ModeDescriptionBest for
Teamplan → prd → exec → verify → fix pipelineStructured feature development
AutopilotFully autonomous execution, zero interventionSimple feature implementation
UltrapilotUp to 5 parallel workersMulti-component projects
RalphContinuous verify/fix loops until completeCritical work
PipelineSequential staged processingMulti-step transformations

3.3 Agent Teams vs OMCC

Agent Teams (built-in)OMCC (community)
SetupEnable with one env variableInstall from plugin marketplace
ConfigurationNatural language team compositionKeywords (ralph, autopilot, etc.)
AgentsDefine yourself or describe in natural language32 pre-defined
Model routingManual (model: field)Automatic (complexity-based)
WorkflowFree-form — teammates self-coordinateStructured — pipelines and verification loops
Token costHigher (each teammate is a separate instance)30-50% savings via routing
StabilityExperimental featureCommunity-maintained
Best forCollaborative work needing debate and discussionSystematic, repeatable workflows

Agent Teams are “multiple Claudes debating and solving together.” OMCC is “systematic processing through pre-built pipelines.” They don’t conflict — you can use OMCC’s agents alongside Agent Teams.

OMCC’s signature feature, Ralph (continuous verify/fix loops until completion), is also available as an official Claude Code plugin called ralph-wiggum.
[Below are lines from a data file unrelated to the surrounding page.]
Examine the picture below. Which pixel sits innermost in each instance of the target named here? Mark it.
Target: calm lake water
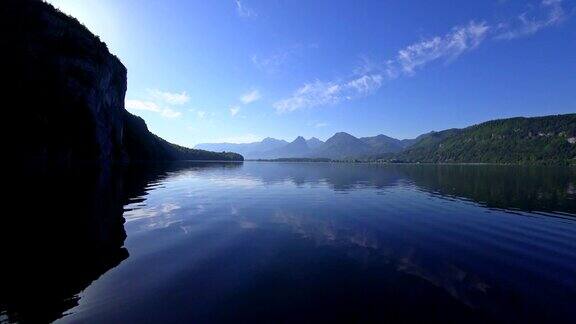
(293, 242)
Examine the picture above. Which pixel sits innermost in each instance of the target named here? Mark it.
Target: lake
(293, 242)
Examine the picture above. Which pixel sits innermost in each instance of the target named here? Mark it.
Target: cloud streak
(141, 105)
(250, 97)
(370, 76)
(530, 22)
(171, 98)
(244, 11)
(320, 93)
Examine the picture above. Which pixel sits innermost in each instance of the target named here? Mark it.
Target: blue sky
(242, 70)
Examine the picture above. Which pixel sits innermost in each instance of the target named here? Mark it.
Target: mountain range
(548, 139)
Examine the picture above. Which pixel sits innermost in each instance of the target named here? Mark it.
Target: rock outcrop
(67, 92)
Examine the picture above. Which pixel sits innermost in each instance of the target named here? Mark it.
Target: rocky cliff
(67, 94)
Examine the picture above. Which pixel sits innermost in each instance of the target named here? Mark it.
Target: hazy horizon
(240, 71)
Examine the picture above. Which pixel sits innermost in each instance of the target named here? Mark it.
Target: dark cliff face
(68, 93)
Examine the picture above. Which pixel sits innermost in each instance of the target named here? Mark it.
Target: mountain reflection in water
(211, 242)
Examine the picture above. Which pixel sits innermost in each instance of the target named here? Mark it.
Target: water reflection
(309, 241)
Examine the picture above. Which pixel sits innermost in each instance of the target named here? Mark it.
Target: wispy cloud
(320, 93)
(234, 110)
(140, 105)
(370, 75)
(250, 97)
(244, 138)
(531, 21)
(277, 60)
(446, 47)
(171, 98)
(244, 11)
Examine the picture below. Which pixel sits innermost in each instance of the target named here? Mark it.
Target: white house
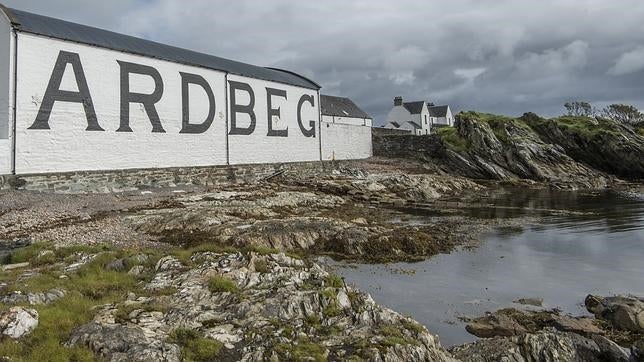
(440, 116)
(344, 111)
(345, 129)
(413, 116)
(418, 117)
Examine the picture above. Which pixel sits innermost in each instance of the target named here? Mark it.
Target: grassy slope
(582, 126)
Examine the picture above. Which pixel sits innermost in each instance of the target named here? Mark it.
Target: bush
(219, 284)
(334, 281)
(193, 346)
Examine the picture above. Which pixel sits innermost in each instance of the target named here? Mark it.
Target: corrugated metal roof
(341, 107)
(64, 30)
(414, 107)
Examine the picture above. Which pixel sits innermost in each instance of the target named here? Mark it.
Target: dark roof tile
(64, 30)
(414, 107)
(341, 107)
(438, 111)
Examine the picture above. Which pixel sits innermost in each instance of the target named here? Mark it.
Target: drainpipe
(15, 103)
(226, 120)
(320, 123)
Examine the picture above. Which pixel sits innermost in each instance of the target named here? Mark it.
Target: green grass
(261, 266)
(90, 286)
(30, 253)
(194, 347)
(219, 284)
(585, 127)
(55, 323)
(639, 128)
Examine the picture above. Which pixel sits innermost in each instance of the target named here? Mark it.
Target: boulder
(18, 322)
(548, 345)
(623, 313)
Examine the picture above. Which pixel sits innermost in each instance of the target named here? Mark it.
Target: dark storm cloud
(496, 56)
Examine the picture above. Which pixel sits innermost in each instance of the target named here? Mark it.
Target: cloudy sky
(501, 56)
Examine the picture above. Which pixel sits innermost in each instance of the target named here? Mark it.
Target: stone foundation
(407, 146)
(140, 179)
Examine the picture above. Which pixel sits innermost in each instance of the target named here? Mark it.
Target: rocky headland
(233, 272)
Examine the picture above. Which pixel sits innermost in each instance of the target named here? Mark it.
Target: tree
(579, 108)
(623, 113)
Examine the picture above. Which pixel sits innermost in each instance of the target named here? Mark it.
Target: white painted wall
(260, 148)
(448, 120)
(6, 87)
(348, 120)
(345, 142)
(67, 146)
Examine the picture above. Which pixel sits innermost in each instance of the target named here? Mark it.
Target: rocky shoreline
(232, 273)
(615, 333)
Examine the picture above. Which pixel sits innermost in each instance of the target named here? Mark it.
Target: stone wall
(407, 146)
(139, 179)
(381, 131)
You can use it directly from the official plugin marketplace without installing OMCC.

3.4 Installation

# Install as a Claude Code plugin
/plugins  # Search for oh-my-claudecode in the marketplace and install

For details, see the OMCC official docs.


Wrapping Up the Series

Across three parts, we’ve covered all of Claude Code’s advanced features:

PartTopicKey takeaway
Part 1Memory + Skills + HooksMake Claude remember you and automate repetitive work
Part 2Plugins + MCP + IDEConnect external tools and use Claude in your editor
Part 3Sub-agents + Agent TeamsSplit tasks and process them in parallel

Combining these features transforms Claude Code from a simple chatbot into a development partner optimized for your project:

  • CLAUDE.md sets the rules
  • Custom skills automate repetitive tasks
  • Hooks handle file protection, formatting, and notifications
  • Plugins share functionality with your team
  • MCP connects GitHub, Sentry, databases, and more
  • Sub-agents delegate to specialists
  • Agent teams process complex tasks in parallel

You don’t need to use everything at once. Start with one feature, see how it fits your workflow, and gradually build up your personalized setup.